Toward this end, the International Committee of the Fourth International at its May Day online rally initiated the founding of the International Workers Alliance of Rank-and-File Committees (IWA-RFC).

Several health workers spoke with the WSWS, denouncing Rajapakse’s repressive anti-strike laws and explaining the dangerous conditions in their hospitals.

A Polonnaruwa hospital worker said: “We have to deeply consider the now imposed essential service order banning strikes. This is the same law that was used against the strikers in 1980 [a reference to President J.R. Jayawardene’s use of emergency laws and essential services to smash a public sector workers general strike in 1980].

“Striking workers can even be imprisoned under this order so we have to organise our own strategy against this attack. The main thing is to base this strategy on the international working class. That means forming action committees in every workplace and uniting with our international allies, as proposed by Socialist Equality Party.

“So far, there is not much awareness among health workers at the Polonnaruwa hospital and they have not started discussing this law. The trade unions carry on without any regard to these issues but it is we, the workers, who have to face the attacks.”

A worker from Kandy general hospital explained that all staff at the facility joined the action across trade union divisions.

“The trade unions call actions separately. For example, one protest was on May 29, another on June 3. All the other unions are the same. This shows that they are utterly hostile to united action and fear the government will face a dangerous situation.

“Ancillary health workers in the hospital are now ready to come into struggle because of the unbearable pressure we face. We don’t have safe or decent travelling facilities. Bus fares have also increased, and we are travelling in them without any social distancing.”

Commenting on the government’s anti-strike laws, a Jaffna Hospital nurse said: “This is like dictatorial rule. It is an anti-democratic attack on the rights of the working class and we should oppose it.

“The government used the coronavirus situation to impose the draconian laws against the people.

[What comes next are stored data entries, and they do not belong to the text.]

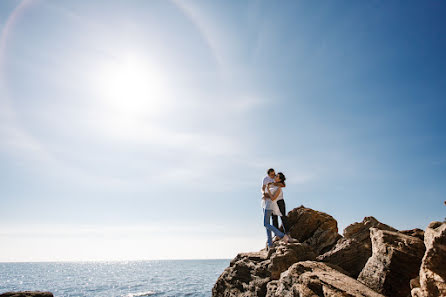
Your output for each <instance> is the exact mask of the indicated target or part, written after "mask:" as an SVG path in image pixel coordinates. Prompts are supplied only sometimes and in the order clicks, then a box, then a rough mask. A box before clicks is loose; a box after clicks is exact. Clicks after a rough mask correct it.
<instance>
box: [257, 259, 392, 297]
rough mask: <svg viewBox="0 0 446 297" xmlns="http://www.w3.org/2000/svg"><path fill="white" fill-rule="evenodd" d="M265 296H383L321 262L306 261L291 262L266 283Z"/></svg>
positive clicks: (291, 296)
mask: <svg viewBox="0 0 446 297" xmlns="http://www.w3.org/2000/svg"><path fill="white" fill-rule="evenodd" d="M266 296H267V297H275V296H280V297H294V296H299V297H310V296H325V297H341V296H342V297H345V296H350V297H355V296H358V297H359V296H362V297H384V296H383V295H381V294H378V293H377V292H375V291H373V290H371V289H369V288H367V287H366V286H365V285H364V284H362V283H360V282H358V281H357V280H355V279H353V278H351V277H349V276H346V275H344V274H342V273H340V272H339V271H337V270H335V269H333V268H331V267H329V266H327V265H326V264H324V263H320V262H314V261H305V262H299V263H296V264H294V265H293V266H291V267H290V268H289V269H288V270H287V271H286V272H284V273H282V275H281V276H280V279H279V280H277V281H272V282H270V283H269V284H268V285H267V294H266Z"/></svg>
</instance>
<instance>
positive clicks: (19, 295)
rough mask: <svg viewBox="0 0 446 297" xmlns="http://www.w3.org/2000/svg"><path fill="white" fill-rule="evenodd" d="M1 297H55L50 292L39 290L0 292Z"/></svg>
mask: <svg viewBox="0 0 446 297" xmlns="http://www.w3.org/2000/svg"><path fill="white" fill-rule="evenodd" d="M0 297H54V296H53V293H50V292H39V291H23V292H6V293H3V294H0Z"/></svg>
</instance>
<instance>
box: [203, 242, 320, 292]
mask: <svg viewBox="0 0 446 297" xmlns="http://www.w3.org/2000/svg"><path fill="white" fill-rule="evenodd" d="M315 257H316V254H315V253H314V251H313V250H312V249H311V248H310V247H309V246H308V245H306V244H301V243H290V244H284V243H281V242H279V243H276V244H275V246H274V247H273V248H271V249H270V250H269V251H268V252H267V251H266V250H262V251H260V252H257V253H242V254H238V255H237V256H236V257H235V258H234V259H233V260H232V261H231V264H230V266H229V267H228V268H226V269H225V271H224V272H223V273H222V274H221V275H220V277H219V278H218V279H217V282H216V283H215V285H214V288H213V289H212V296H215V297H216V296H221V297H223V296H224V297H231V296H244V297H248V296H265V294H266V285H267V284H268V282H270V281H271V280H273V279H278V278H279V277H280V274H281V273H282V272H283V271H285V270H287V269H288V268H289V267H290V266H291V265H292V264H294V263H296V262H297V261H302V260H308V259H311V260H313V259H314V258H315Z"/></svg>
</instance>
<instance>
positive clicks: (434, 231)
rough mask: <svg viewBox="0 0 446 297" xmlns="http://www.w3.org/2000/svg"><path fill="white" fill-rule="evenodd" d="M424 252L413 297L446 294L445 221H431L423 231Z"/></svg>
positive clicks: (445, 248) (444, 295) (430, 295)
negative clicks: (423, 237)
mask: <svg viewBox="0 0 446 297" xmlns="http://www.w3.org/2000/svg"><path fill="white" fill-rule="evenodd" d="M424 244H425V245H426V253H425V254H424V257H423V260H422V263H421V269H420V275H419V283H418V284H417V285H416V286H417V287H418V286H419V288H414V289H413V290H412V296H413V297H440V296H446V223H440V222H432V223H430V224H429V226H428V227H427V229H426V232H425V233H424Z"/></svg>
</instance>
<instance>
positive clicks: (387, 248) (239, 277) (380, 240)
mask: <svg viewBox="0 0 446 297" xmlns="http://www.w3.org/2000/svg"><path fill="white" fill-rule="evenodd" d="M288 218H289V222H290V226H291V228H290V234H291V236H292V237H293V238H295V239H297V240H298V241H299V243H288V244H285V243H283V242H281V241H279V242H276V243H275V244H274V247H273V248H271V249H270V250H269V251H267V250H266V249H263V250H260V251H258V252H251V253H241V254H238V255H237V256H236V257H235V258H234V259H233V260H232V261H231V262H230V265H229V267H228V268H226V269H225V271H224V272H223V273H222V274H221V275H220V277H219V278H218V280H217V282H216V283H215V285H214V288H213V290H212V296H213V297H232V296H241V297H248V296H259V297H265V296H266V297H273V296H282V297H288V296H290V297H291V296H301V297H306V296H388V297H407V296H412V297H440V296H446V283H445V280H446V223H445V222H432V223H431V224H429V226H428V228H427V229H426V231H423V230H421V229H413V230H404V231H399V230H396V229H395V228H393V227H391V226H388V225H386V224H383V223H381V222H379V221H378V220H376V219H375V218H374V217H366V218H364V220H363V221H362V222H357V223H354V224H352V225H350V226H348V227H347V228H345V230H344V232H343V236H341V235H339V234H338V228H337V221H336V220H335V219H334V218H333V217H332V216H330V215H328V214H326V213H323V212H319V211H315V210H313V209H310V208H306V207H304V206H300V207H298V208H295V209H293V210H292V211H290V212H289V214H288Z"/></svg>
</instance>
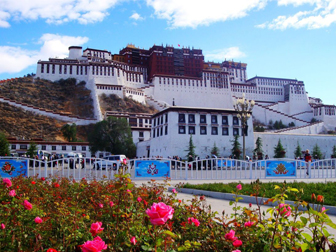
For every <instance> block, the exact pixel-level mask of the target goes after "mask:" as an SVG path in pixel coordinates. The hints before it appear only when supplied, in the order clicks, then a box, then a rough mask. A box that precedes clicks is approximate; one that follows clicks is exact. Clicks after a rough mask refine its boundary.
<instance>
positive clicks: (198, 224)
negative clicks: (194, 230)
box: [188, 217, 200, 227]
mask: <svg viewBox="0 0 336 252" xmlns="http://www.w3.org/2000/svg"><path fill="white" fill-rule="evenodd" d="M188 223H189V224H190V225H191V224H192V223H194V224H195V226H196V227H198V226H199V224H200V222H199V220H197V219H196V218H194V217H191V218H190V217H189V218H188Z"/></svg>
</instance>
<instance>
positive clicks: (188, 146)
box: [186, 135, 196, 159]
mask: <svg viewBox="0 0 336 252" xmlns="http://www.w3.org/2000/svg"><path fill="white" fill-rule="evenodd" d="M195 148H196V147H195V145H194V142H193V140H192V135H190V138H189V145H188V149H187V150H186V151H187V152H188V154H187V158H188V157H189V156H190V155H191V156H192V158H193V159H194V158H195V155H196V154H195Z"/></svg>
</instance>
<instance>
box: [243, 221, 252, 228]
mask: <svg viewBox="0 0 336 252" xmlns="http://www.w3.org/2000/svg"><path fill="white" fill-rule="evenodd" d="M253 224H254V222H253V221H248V222H245V224H244V226H245V227H252V226H253Z"/></svg>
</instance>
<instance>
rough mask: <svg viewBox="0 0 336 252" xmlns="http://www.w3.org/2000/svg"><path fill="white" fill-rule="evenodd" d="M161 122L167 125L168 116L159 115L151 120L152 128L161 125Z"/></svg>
mask: <svg viewBox="0 0 336 252" xmlns="http://www.w3.org/2000/svg"><path fill="white" fill-rule="evenodd" d="M163 121H164V123H168V114H164V115H161V116H159V117H157V118H154V119H153V124H154V127H155V126H156V125H160V124H163Z"/></svg>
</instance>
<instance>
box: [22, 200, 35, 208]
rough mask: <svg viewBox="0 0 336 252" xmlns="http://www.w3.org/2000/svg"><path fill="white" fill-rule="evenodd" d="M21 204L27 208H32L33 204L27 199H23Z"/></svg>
mask: <svg viewBox="0 0 336 252" xmlns="http://www.w3.org/2000/svg"><path fill="white" fill-rule="evenodd" d="M23 206H24V208H25V209H27V210H31V209H32V208H33V205H32V204H30V203H29V201H28V200H25V201H23Z"/></svg>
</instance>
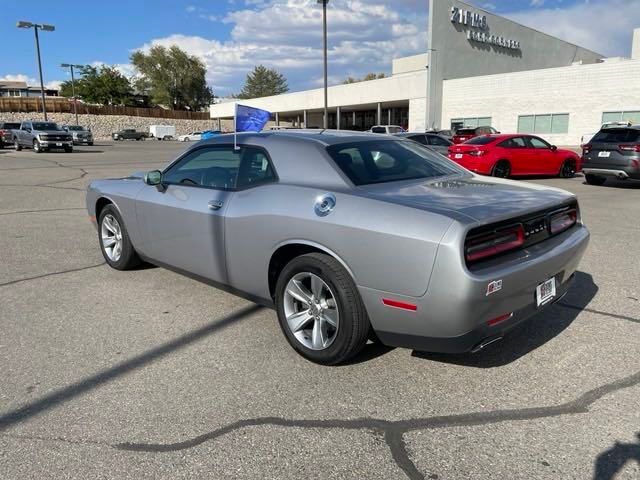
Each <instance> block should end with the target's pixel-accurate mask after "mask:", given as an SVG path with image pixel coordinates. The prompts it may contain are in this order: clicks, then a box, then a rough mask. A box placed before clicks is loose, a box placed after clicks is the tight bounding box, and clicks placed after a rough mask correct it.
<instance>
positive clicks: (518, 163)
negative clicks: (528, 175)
mask: <svg viewBox="0 0 640 480" xmlns="http://www.w3.org/2000/svg"><path fill="white" fill-rule="evenodd" d="M498 148H501V149H503V150H504V151H503V152H502V153H500V152H496V158H497V159H498V160H502V157H504V159H505V160H508V161H509V163H511V174H512V175H526V174H527V172H528V168H529V167H528V162H529V156H530V152H529V145H528V144H527V142H526V141H525V139H524V138H523V137H511V138H508V139H506V140H505V141H503V142H502V143H499V144H498ZM499 157H500V158H499Z"/></svg>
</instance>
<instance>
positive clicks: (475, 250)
mask: <svg viewBox="0 0 640 480" xmlns="http://www.w3.org/2000/svg"><path fill="white" fill-rule="evenodd" d="M523 244H524V227H523V226H522V225H521V224H518V225H514V226H512V227H507V228H503V229H500V230H496V231H494V232H491V233H486V234H480V235H478V236H475V237H471V238H468V239H467V241H466V243H465V258H466V259H467V261H468V262H477V261H478V260H482V259H484V258H488V257H494V256H496V255H499V254H501V253H504V252H508V251H509V250H514V249H516V248H519V247H521V246H522V245H523Z"/></svg>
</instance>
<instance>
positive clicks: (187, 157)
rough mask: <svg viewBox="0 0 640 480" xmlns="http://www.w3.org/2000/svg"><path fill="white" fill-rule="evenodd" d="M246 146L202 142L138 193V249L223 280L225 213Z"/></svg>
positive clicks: (209, 277) (187, 269) (177, 264)
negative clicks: (224, 216)
mask: <svg viewBox="0 0 640 480" xmlns="http://www.w3.org/2000/svg"><path fill="white" fill-rule="evenodd" d="M245 151H246V148H244V147H243V148H241V149H238V150H235V149H234V147H233V145H215V146H213V145H205V146H200V147H196V148H194V149H191V150H189V151H188V152H187V153H185V154H184V155H183V156H182V157H181V158H180V159H178V160H177V161H176V162H174V163H173V164H172V165H170V166H169V167H168V168H167V169H166V170H165V171H164V172H163V174H162V184H161V186H160V188H158V187H156V186H150V185H145V187H144V188H143V189H142V190H141V191H140V193H139V194H138V196H137V198H136V216H137V220H138V224H139V226H140V232H141V236H142V244H141V247H140V250H141V251H142V252H144V253H145V254H147V255H148V256H149V257H151V258H152V259H153V260H156V261H158V262H161V263H163V264H166V265H168V266H171V267H174V268H177V269H180V270H183V271H186V272H189V273H192V274H196V275H198V276H201V277H204V278H207V279H210V280H213V281H215V282H220V283H226V281H227V272H226V261H225V246H224V228H225V222H224V215H225V212H226V209H227V206H228V203H229V201H230V199H231V197H232V196H233V191H234V190H235V187H236V180H237V175H238V170H239V167H240V161H241V157H242V155H243V153H244V152H245Z"/></svg>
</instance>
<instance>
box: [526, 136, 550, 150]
mask: <svg viewBox="0 0 640 480" xmlns="http://www.w3.org/2000/svg"><path fill="white" fill-rule="evenodd" d="M529 144H530V145H531V148H539V149H547V150H548V149H549V148H551V145H549V144H548V143H547V142H545V141H544V140H542V139H541V138H538V137H529Z"/></svg>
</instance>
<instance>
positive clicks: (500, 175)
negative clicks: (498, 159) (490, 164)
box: [491, 160, 511, 178]
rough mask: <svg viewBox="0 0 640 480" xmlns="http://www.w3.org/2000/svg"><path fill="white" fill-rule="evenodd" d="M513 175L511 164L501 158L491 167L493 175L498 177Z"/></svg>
mask: <svg viewBox="0 0 640 480" xmlns="http://www.w3.org/2000/svg"><path fill="white" fill-rule="evenodd" d="M510 175H511V164H510V163H509V162H508V161H506V160H500V161H498V162H496V164H495V165H494V166H493V168H492V169H491V176H492V177H497V178H509V176H510Z"/></svg>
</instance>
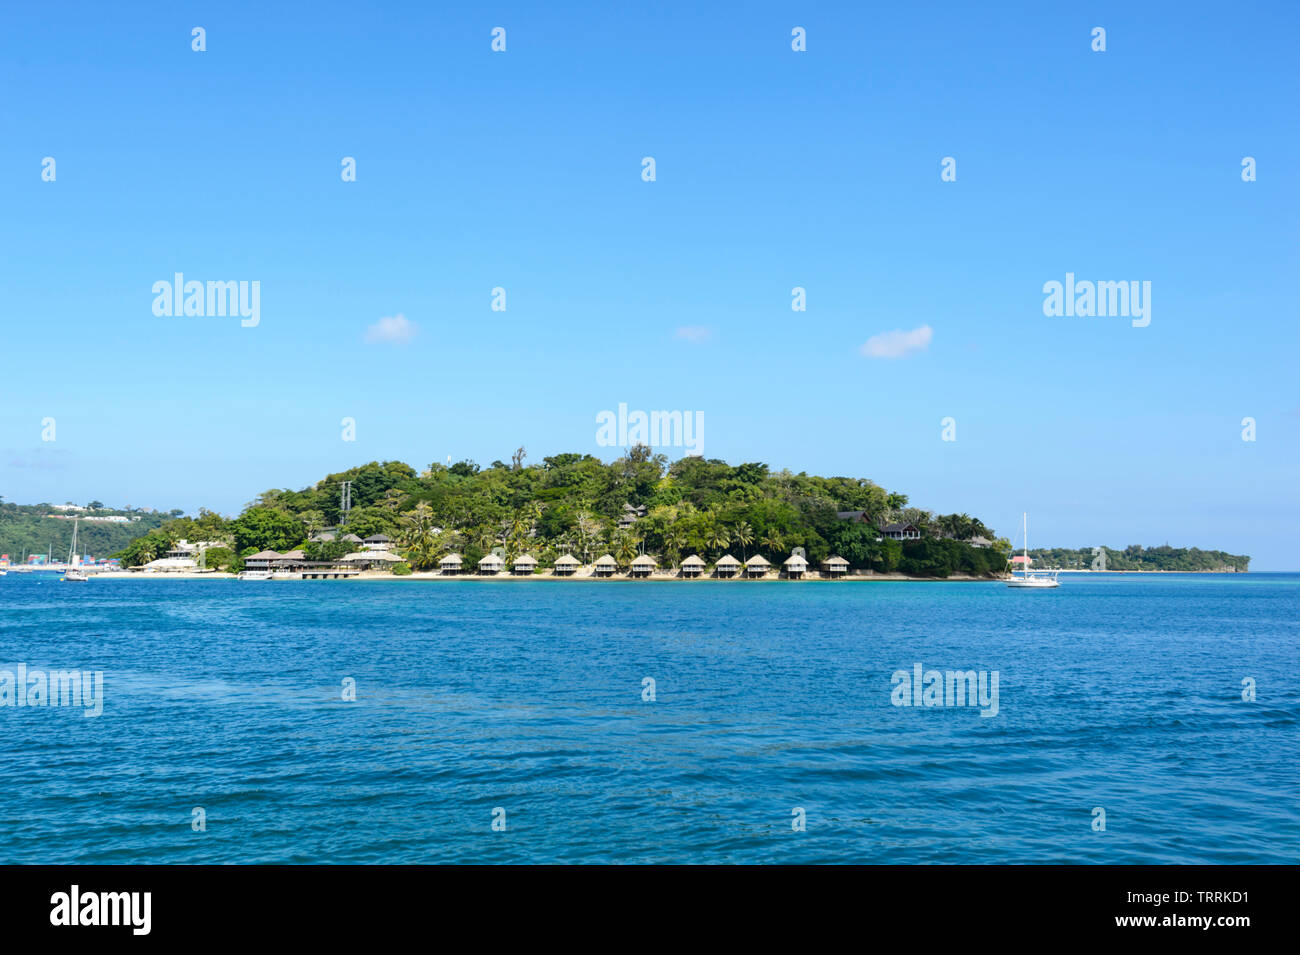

If the spread of the coronavirus was to be prevented, then the government should have imposed a proper national lockdown and other health measures.

“I supported the strike because these demands are very important. I’m working in a ward treating coronavirus-infected patients. I’ve been vaccinated but our family members haven’t been. I’m very concerned about them and so I’m now living separately.

“We are working in very difficult conditions. There’s only one doctor on our ward and not many nurses. We are working long shifts without any relaxation and there are no proper facilities to treat workers. The males and females have to use the same bathrooms, toilets and dressing rooms. The authorities have not changed this situation, saying that they have no funds.”